When callers can't reach you, voicemail captures their messages so you don't miss anything important. dialnote automatically transcribes voicemails and shows them in your inbox alongside recordings, so you can read or listen and respond fast.
Setting Up Voicemail#
There are two ways to configure voicemail: through the call flow builder and through phone number settings. Most teams use both — the call flow controls when voicemail triggers, and the phone number settings control how it behaves.
Adding Voicemail to a Call Flow#
Voicemail usually sits at the end of a call flow — after ringing your team or playing an IVR menu. If nobody picks up, the call falls through to voicemail.
- Go to Settings → Phone Numbers and select your number
- Open the Call Flow section
- Add a Voicemail action to your flow
The voicemail node has a two-step setup wizard:
Voice Config — Create the greeting callers hear before leaving a message. You can type a message for text-to-speech or upload a custom audio file (MP3 or WAV). If you don't set a greeting, callers hear a default message: "Sorry, no one is available to take your call. Please leave a message after the beep."
Recording Settings — Control how the recording works:
- Max recording length — Choose from 30 seconds up to 10 minutes (in 30-second increments). The default is 2 minutes.
- Finish recording key — The key callers press to stop recording early. Options include
#(default),*, or any digit0-9. - Play beep — Toggle the beep sound before recording starts.
Keep greetings short
A 15-20 second greeting is ideal. Callers appreciate brevity, and a concise message reduces abandoned voicemails.
Phone Number Voicemail Settings#
Each phone number also has a dedicated Voicemail section in its settings. These settings apply when calls redirect to voicemail outside the call flow — for example, when no team members are available during a simultaneous ring.
- Enabled — Turn voicemail on or off for this number (off by default)
- Custom greeting — Text-to-speech message or audio URL played before recording
- Max length — Maximum recording duration, up to 10 minutes
- Transcription — Automatically transcribe voicemail recordings to text
Transcription requires AI features
Voicemail transcription uses Twilio's built-in transcription engine. Make sure AI Transcription is enabled in your Call Features settings for transcriptions to appear in your inbox.
Viewing Voicemails#
You can find voicemails in two places: your Inbox and the Voicemails report.
In Your Inbox#
Voicemails appear in your conversation timeline like other call entries. Each voicemail shows:
- The caller's name or number
- Recording duration and timestamp
- An audio player to listen to the message
- Full transcript text (if transcription is enabled)
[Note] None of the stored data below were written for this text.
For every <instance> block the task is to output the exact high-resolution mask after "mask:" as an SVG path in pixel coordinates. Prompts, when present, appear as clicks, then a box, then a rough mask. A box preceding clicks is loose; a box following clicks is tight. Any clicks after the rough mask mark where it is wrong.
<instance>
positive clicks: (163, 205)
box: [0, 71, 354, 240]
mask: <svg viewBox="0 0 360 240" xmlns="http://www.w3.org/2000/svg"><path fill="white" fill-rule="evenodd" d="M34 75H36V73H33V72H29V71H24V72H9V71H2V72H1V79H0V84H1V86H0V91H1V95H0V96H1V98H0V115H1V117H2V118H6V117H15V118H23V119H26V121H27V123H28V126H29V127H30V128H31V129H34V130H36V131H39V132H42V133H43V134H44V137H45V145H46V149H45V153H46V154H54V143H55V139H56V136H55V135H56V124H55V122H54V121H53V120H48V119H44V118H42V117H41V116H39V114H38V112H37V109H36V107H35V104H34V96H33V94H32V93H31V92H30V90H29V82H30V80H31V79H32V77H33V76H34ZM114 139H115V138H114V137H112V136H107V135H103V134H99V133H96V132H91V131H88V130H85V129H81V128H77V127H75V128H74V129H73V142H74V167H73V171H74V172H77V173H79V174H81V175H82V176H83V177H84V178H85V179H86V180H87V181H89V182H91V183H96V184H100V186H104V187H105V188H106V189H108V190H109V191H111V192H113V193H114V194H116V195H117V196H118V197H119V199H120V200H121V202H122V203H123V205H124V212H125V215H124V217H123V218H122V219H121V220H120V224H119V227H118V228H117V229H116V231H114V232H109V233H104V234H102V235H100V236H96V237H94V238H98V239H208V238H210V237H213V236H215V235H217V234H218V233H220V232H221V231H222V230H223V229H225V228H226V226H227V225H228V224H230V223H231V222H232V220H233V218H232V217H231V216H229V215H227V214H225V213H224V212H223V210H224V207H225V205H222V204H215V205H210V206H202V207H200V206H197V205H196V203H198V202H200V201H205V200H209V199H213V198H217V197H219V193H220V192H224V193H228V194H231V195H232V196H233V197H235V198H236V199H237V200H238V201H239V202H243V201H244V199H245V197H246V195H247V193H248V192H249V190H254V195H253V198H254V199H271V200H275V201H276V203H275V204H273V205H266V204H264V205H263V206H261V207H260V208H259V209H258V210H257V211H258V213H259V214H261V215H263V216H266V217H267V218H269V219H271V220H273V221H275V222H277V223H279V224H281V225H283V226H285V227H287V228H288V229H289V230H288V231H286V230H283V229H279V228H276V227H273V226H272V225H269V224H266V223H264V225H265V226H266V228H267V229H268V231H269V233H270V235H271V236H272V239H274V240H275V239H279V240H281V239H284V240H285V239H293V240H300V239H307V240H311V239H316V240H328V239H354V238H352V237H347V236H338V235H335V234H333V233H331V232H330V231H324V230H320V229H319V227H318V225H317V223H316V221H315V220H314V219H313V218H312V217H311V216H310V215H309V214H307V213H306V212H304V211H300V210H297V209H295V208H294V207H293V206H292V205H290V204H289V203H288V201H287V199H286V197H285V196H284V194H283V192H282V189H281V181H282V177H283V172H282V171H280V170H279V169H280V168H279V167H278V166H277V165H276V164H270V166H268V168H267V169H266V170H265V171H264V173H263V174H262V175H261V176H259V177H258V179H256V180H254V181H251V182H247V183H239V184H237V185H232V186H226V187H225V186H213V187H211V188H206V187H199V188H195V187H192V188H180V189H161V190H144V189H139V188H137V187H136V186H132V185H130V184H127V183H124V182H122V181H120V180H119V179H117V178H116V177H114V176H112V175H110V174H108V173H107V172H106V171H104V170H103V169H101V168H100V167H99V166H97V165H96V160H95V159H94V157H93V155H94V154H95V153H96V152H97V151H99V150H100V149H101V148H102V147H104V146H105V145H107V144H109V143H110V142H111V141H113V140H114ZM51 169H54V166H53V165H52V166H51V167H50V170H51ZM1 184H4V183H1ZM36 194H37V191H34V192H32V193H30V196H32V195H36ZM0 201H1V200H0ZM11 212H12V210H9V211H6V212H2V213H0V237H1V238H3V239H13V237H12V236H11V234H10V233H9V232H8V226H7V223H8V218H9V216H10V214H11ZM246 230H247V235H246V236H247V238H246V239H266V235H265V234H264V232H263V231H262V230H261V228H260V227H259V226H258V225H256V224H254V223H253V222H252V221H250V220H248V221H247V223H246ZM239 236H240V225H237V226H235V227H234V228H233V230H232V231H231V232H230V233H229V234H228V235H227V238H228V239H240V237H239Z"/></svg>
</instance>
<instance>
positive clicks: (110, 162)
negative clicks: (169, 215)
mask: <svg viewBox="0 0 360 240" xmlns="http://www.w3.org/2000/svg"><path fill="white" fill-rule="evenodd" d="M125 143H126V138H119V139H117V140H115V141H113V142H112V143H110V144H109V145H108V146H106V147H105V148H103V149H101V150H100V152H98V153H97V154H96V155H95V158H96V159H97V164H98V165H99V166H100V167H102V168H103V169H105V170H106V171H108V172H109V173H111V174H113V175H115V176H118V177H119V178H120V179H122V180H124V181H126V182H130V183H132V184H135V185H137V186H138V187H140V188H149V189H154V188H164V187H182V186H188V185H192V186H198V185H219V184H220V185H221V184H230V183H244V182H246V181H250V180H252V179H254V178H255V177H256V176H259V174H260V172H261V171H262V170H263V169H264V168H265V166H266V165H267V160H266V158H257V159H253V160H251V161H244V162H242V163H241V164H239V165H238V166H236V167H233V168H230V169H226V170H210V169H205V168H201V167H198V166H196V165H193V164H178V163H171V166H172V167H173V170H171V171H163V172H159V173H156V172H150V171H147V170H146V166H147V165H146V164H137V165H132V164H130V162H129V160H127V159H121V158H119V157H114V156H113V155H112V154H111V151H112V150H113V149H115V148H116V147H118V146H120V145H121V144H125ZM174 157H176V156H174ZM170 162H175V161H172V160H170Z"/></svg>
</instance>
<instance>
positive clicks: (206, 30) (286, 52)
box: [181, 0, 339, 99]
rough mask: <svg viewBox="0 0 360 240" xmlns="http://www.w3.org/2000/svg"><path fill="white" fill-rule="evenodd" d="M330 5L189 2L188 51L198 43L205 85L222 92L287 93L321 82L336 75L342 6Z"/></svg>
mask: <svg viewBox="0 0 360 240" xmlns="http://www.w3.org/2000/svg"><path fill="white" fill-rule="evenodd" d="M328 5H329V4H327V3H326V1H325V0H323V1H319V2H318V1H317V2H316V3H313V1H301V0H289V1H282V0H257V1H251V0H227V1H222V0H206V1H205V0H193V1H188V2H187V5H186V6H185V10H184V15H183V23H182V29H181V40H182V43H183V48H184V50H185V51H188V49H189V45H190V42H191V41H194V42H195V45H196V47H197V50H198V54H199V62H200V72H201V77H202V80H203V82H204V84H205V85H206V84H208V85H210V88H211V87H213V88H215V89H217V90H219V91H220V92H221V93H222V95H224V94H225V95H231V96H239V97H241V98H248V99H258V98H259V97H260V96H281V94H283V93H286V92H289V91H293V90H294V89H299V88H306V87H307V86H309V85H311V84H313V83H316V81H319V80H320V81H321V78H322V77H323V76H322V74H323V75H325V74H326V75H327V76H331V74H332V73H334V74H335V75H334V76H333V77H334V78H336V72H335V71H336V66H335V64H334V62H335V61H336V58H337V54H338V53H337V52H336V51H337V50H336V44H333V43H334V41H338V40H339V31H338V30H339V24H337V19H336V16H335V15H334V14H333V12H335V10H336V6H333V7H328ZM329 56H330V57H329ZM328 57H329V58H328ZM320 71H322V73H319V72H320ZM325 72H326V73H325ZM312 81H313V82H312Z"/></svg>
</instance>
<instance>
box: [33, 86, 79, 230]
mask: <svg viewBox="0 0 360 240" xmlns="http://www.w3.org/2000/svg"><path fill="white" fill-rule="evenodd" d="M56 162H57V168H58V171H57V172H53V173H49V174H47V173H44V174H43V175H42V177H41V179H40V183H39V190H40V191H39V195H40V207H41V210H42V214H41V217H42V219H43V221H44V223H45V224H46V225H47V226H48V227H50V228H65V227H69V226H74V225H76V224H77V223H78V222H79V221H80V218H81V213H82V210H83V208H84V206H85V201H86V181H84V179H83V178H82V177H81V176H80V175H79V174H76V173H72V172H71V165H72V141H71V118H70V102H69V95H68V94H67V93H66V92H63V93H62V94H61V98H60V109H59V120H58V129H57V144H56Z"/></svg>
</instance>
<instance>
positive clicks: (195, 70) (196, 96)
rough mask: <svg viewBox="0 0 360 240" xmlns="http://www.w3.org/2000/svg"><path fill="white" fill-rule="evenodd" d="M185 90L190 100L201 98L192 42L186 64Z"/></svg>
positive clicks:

Click the audio player to listen, or read the transcript below it. Voicemails show up with a distinct icon so you can spot them quickly in your conversation list.
Voicemails Report#
Go to Reports → Voicemails for a dedicated view of all voicemail recordings across your phone numbers. This page shows:
- Total voicemail count and combined duration
- Caller name and number for each voicemail
- Inline audio player for quick playback
- Timestamps with relative time display (e.g., "5m ago")
- Filters by date range and phone number
You can also load more voicemails with pagination if you have a high volume.
Auto-Replies for Voicemails#
You can send automatic text responses when callers leave voicemails. This is great for letting people know you got their message and will call back.
- Go to your phone number's Auto-Replies section
- Find Missed call with voicemail
- Enable the auto-reply and write your message
The SMS goes out right after the voicemail recording ends.
SMS capability required
Auto-replies need SMS to be enabled on your phone number. Check that your number supports SMS in the phone number capabilities section.
Best Practices#
Include your business name in greetings — Callers want to know they've reached the right place. Mention your company name and set expectations for a callback.
Keep recordings reasonable — 2-3 minutes is plenty for most voicemails. Longer recordings rarely contain more useful information and take longer to review.
Turn on transcription — Reading a transcript is faster than listening to audio, especially when you're triaging a busy inbox. You can scan the text and prioritize callbacks.
Set up auto-replies — A quick "Got your message, we'll call you back shortly" text goes a long way. It reassures callers that their voicemail didn't vanish into the void.
Review daily — Voicemails from new leads or urgent customer issues need timely responses. Don't let them pile up.